Review of "Premium Rush"

The movie wasn't that bad, a miracle considering I was in a less-than-objective state of mind before the Joseph Gordon-Levitt 10-speed epic began.

We got to the AMC Hamilton about 10 minutes before the 11:05 matinee. The lights dimmed, the promotional display appeared, and then the lights went back on. For 40 minutes, the audience waited and waited, held hostage by that banal, mall-friendly soft-rock that chain theaters insist on playing.

What bothers me wasn't the delay. Errors happen when humans are involved. What whipped me into a frenzy was that audience members had to trek from the theater to the customer service desk for an explanation, which was insulting. After hearing the second or third complaint, a manager should have walked into the theater and said the following:

"Folks, we're sorry about the delay. We're having some unanticipated issues with the projection system. We hope to have them fixed shortly. If you do no want to wait, we'll be happy to issue passes for the 12:05 show or refund your money. Again, we apologize for the inconvenience. Myself or someone else with AMC Hamilton will be back in 10 minutes with an update. Thank you."

How hard is that?

I've had good experiences with AMC Hamilton, so I'm hoping this was just a poorly handled situation, but I fully intend on writing a letter to theater management. Your free time is a valuable commodity.
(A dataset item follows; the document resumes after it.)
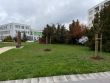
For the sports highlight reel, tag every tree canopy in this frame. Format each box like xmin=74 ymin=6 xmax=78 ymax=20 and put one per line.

Don't stand for someone unapologetically frittering it away.

Here's the review of "Premium Rush,"--the reboot of "Quicksilver" we've all been hungering for. It appeared in this week's "Weekender." Flip to page 27 to read it.

Also, a couple of weeks ago, I reviewed "The Bourne Legacy." Flip to page 29 for the review.

Jesse Hassenger, our critic pal at "The L Magazine" had an issue with my complaint on the amount of backstory and dialogue in this outing, saying that Paul Greengrass' previous efforts exhibited the same qualities. Perhaps. But Greengrass always made me feel like I was peering into a world ripe with intrigue. In "The Bourne Legacy" that "we're through the looking glass" dialogue is all the movie offers. And it's boring, destroying any momentum. We're mired in a swamp of details. It reminded me of my days covering town council meetings--with slightly more gunplay.

1 comment:

jesse said...

That's a fair point, saying that Greengrass was better at creating a feeling of urgency in his Bourne sequels. But to me, those movies did often feel like Greengrass was manufacturing that tension, rather than it actually coming from what was happening onscreen. He has a jittery, immediate style, and to me Legacy feels very much like one of the Bourne sequels with some of that style stripped out -- so yeah, you miss some of the kinetic energy (as well as Matt Damon), but it's also not a fundamentally different type of movie. In fact, sometimes I appreciated the scaling back on the handheld camera and little control-room zooms, and found Norton as compelling a shadowy bad-guy figure as anyone in the other movies.

I certainly don't mean to praise The Bourne Legacy to the rafters -- it's ultimately a pretty forgettable film. But to me it doesn't really underline Greengrass's filmmaking skill in the previous two movies so much as show what a thin layer of style was painted over a pretty rote story that didn't necessarily need sequelizing.